The ultrasound went great today.  The baby is perfect and measuring 1 cm.  My due date is now December 12. The baby's heart rate is 135, which is great. Here is the picture (with my editorial comments of course).



Was the ultrasound everything I thought it was going to be?  No.  It was more, and different and unexplainable.  I really planned for this day because I wanted to know exactly what I could expect to see.  I didn't want surprises and I didn't want to be disappointed if I didn't see a lot.  So, I looked at tons of ultrasound pictures to prepare myself.  Baby Cole looked exactly like the ultrasounds I had seen online and in books.  I was very relieved and realistically knew this was going to be the case. But, I didn't have any initial shock when I saw the ultrasound, saw the heartbeat or heard the heartbeat.  It was almost like I was still looking at it from the outside.  Bill, on the other hand, was pleasantly surprised and grateful that Baby Cole is doing so well.

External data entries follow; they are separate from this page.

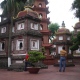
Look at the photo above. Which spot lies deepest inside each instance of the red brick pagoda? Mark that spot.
(40, 7)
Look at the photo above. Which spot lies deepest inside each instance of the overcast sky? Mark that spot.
(60, 10)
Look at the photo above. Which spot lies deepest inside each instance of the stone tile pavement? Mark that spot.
(52, 73)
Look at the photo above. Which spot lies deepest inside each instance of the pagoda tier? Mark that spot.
(46, 1)
(45, 20)
(45, 32)
(41, 9)
(46, 45)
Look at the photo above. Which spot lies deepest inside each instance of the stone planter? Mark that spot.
(33, 70)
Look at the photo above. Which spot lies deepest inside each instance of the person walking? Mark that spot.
(63, 55)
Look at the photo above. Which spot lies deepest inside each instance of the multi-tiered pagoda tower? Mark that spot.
(40, 7)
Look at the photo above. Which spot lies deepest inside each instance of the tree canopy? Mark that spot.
(53, 27)
(76, 42)
(76, 7)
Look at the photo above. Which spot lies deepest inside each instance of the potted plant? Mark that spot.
(34, 58)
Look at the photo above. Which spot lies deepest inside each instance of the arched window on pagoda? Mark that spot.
(40, 5)
(41, 27)
(32, 5)
(40, 16)
(3, 45)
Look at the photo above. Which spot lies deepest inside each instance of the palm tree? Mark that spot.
(11, 8)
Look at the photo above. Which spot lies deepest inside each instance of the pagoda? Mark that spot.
(63, 38)
(40, 7)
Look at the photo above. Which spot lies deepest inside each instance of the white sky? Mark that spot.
(60, 10)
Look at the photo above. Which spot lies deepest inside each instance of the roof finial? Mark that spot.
(63, 24)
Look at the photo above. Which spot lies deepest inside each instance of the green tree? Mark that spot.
(76, 42)
(53, 27)
(76, 7)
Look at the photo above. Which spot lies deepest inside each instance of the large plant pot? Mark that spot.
(33, 70)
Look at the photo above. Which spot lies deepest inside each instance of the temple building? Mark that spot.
(63, 38)
(40, 7)
(25, 36)
(77, 52)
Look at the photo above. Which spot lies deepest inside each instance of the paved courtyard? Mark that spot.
(52, 73)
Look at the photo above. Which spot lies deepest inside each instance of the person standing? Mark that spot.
(63, 55)
(26, 61)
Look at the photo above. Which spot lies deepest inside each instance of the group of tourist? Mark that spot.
(62, 65)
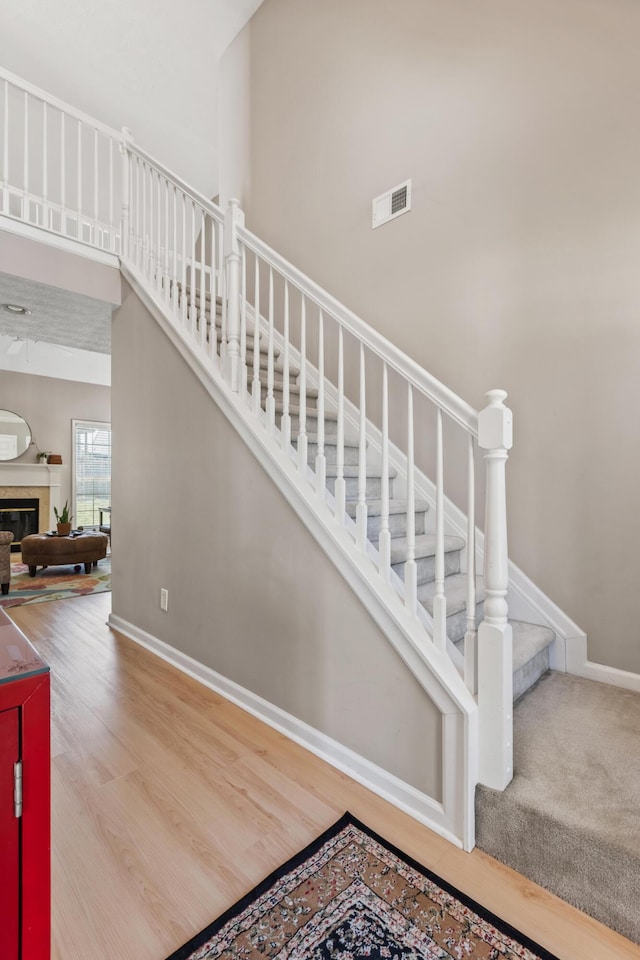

Now, for the feelings that I did have.  Nervousness.  Extreme nervousness.  Yes, nervousness towards being a mom and starting a family, but mainly nervousness towards being pregnant and delivering a baby.  For some reason, pregnancy scares the crap out of me.  The thought process goes something like this: OK baby, no questions about it, you are in the womb.  I am going to be responsible for keeping you in there the next 8 months and then responsible for sucking it up and getting you out of there without passing out.  That sounds terrifying.  Lets just take a nap and think about it later.

Bill videoed the ultrasound and you can see and hear the heartbeat, it is so cool.  I will upload it tomorrow.